From the USGS Hawaiian Volcano Observatory on Wednesday, September 13:
Halemaʻumaʻu Lava Lake Observations: Several vents continue to erupt on the western side of the downdropped block within Kīlauea’s summit caldera and are generating lava flows onto Halema‘uma‘u crater floor. The roughly east-west trending active vents span approximately 0.5 miles (750 m) and had lava fountain heights of up to about 10 meters (32 feet) yesterday. From the erupting vents, pāhoehoe lava flows continue to travel in north and west directions onto Halema‘uma‘u crater floor; however, the area of active lava has retreated towards the vents compared to yesterday.

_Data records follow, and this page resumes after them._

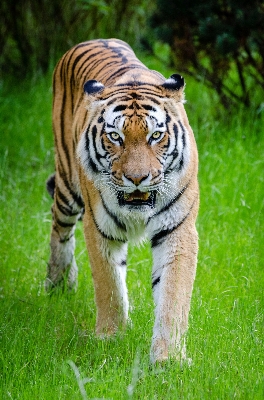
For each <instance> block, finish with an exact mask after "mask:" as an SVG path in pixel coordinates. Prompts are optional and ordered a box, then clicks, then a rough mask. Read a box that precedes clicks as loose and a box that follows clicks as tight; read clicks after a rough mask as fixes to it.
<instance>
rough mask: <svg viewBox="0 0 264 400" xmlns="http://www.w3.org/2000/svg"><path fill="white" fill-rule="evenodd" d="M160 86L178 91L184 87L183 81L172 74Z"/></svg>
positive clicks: (180, 78)
mask: <svg viewBox="0 0 264 400" xmlns="http://www.w3.org/2000/svg"><path fill="white" fill-rule="evenodd" d="M162 86H163V87H165V89H169V90H180V89H182V88H183V87H184V79H183V77H182V76H181V75H179V74H173V75H171V76H170V77H169V79H167V80H166V81H165V82H164V83H163V85H162Z"/></svg>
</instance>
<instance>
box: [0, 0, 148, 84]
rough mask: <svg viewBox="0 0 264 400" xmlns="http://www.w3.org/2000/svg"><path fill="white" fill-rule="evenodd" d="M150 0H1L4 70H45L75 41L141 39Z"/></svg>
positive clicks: (1, 22) (0, 9) (12, 71)
mask: <svg viewBox="0 0 264 400" xmlns="http://www.w3.org/2000/svg"><path fill="white" fill-rule="evenodd" d="M148 3H149V0H144V1H140V0H127V1H126V0H53V1H48V0H38V1H34V0H2V1H1V2H0V47H1V49H2V51H1V54H0V71H1V72H2V73H5V72H7V73H19V74H20V75H22V76H24V75H25V74H27V73H29V74H31V73H32V71H36V70H39V69H40V70H41V71H42V72H45V71H46V70H47V69H48V68H49V66H50V65H52V64H53V63H54V60H57V59H58V58H59V57H60V56H61V55H62V54H63V53H64V52H65V51H67V50H68V49H69V48H70V47H71V46H73V45H75V44H76V43H79V42H82V41H85V40H89V39H94V38H99V37H105V38H107V37H118V38H120V39H124V40H127V41H128V42H129V43H130V44H131V45H135V44H137V43H139V34H140V32H141V30H142V29H143V27H144V25H145V13H146V7H147V4H148Z"/></svg>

This morning, active lava appears to be flowing only on the north and east parts of Halema‘uma‘u, the eastern boundary of which has been mostly covered by lava flows. The area north of the eruptive vents has become perched and is about 3 meters (15 feet) higher than the surrounding ground surface. Effusion rates appear down from initial eruptive rates, but remain high. The laser rangefinder is aimed at a western portion of Halema‘uma‘u, not near the new eruptive activity, and recorded nearly 6 m (20 feet) of uplift to this locality since the eruption started. This demonstrates that a significant amount of lava has intruded beneath the pre-existing crust within Halema‘uma‘u.
Summit Observations: Summit tilt has remained deflationary over the past 24 hours. Summit seismic activity is dominated by eruptive tremor (a signal associated with fluid movement) with very few volcano tectonic earthquakes. Volcanic gas emissions in the eruption area are elevated; a sulfur dioxide (SO2) emission rate of 30,000 tonnes per day was measured yesterday morning, September 10. This is down significantly from the 190,000 tonnes per day measured just after the onset of the eruption on Sunday, September 10th.
There are still some eruption-related closures inside Hawaiʻi Volcanoes National Park. Officials say Devastation Parking and the section of old Crater Rim Drive west to Keanakākoʻi Crater and the eruption observation area are closed due to hazardous volcanic gases.